A l'époque, il est un interne prometteur dans un hôpital universitaire prestigieux. Mais trop droit et n'arrivant pas à se faire une place dans ce milieu ambitieux et concurrentiel, il est "exilé" dans un hôpital excentré, celui d'Okubo, qui doit alors faire face à d'importantes difficultés financières. S'il y découvre un supérieur tyrannique, c'est l'infirmière en chef, Kasugai Yuka, qui retient son attention. La jeune femme, sur laquelle on sait très peu de choses à l'hôpital, fait preuve d'un sang froid et d'une détermination exemplaires. 

Dans le même temps, la soeur de cette dernière, Keiko, se marie avec Fuga Toshio, un responsable d'établissements scolaires issu d'une famille très aisée. Mais au cours de la cérémonie, la jeune femme, alors enceinte, fait une fausse couche. Pour sauver sa vie, elle doit subir une intervention chirurgicale qui la prive à jamais d'avoir un enfant. Profondément marquée, au contact permanent des enfants de par son travail, Keiko ne peut admettre d'oublier ses rêves de maternité.
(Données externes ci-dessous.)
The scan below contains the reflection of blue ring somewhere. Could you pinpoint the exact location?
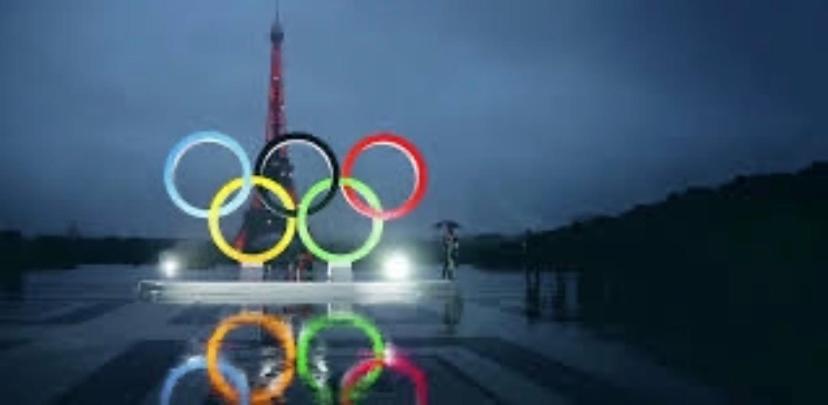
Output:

Elle se tourne vers sa soeur aînée pour lui demander de faire office de mère porteuse, une pratique interdite par la loi japonaise. Si Yuka refuse, les deux jeunes femmes vont finalement se tourner vers une connaissance de Keiko qui, elle, accepte. Mais les réelles motivations de chacun ne sont pas toujours celles que les apparences renvoient...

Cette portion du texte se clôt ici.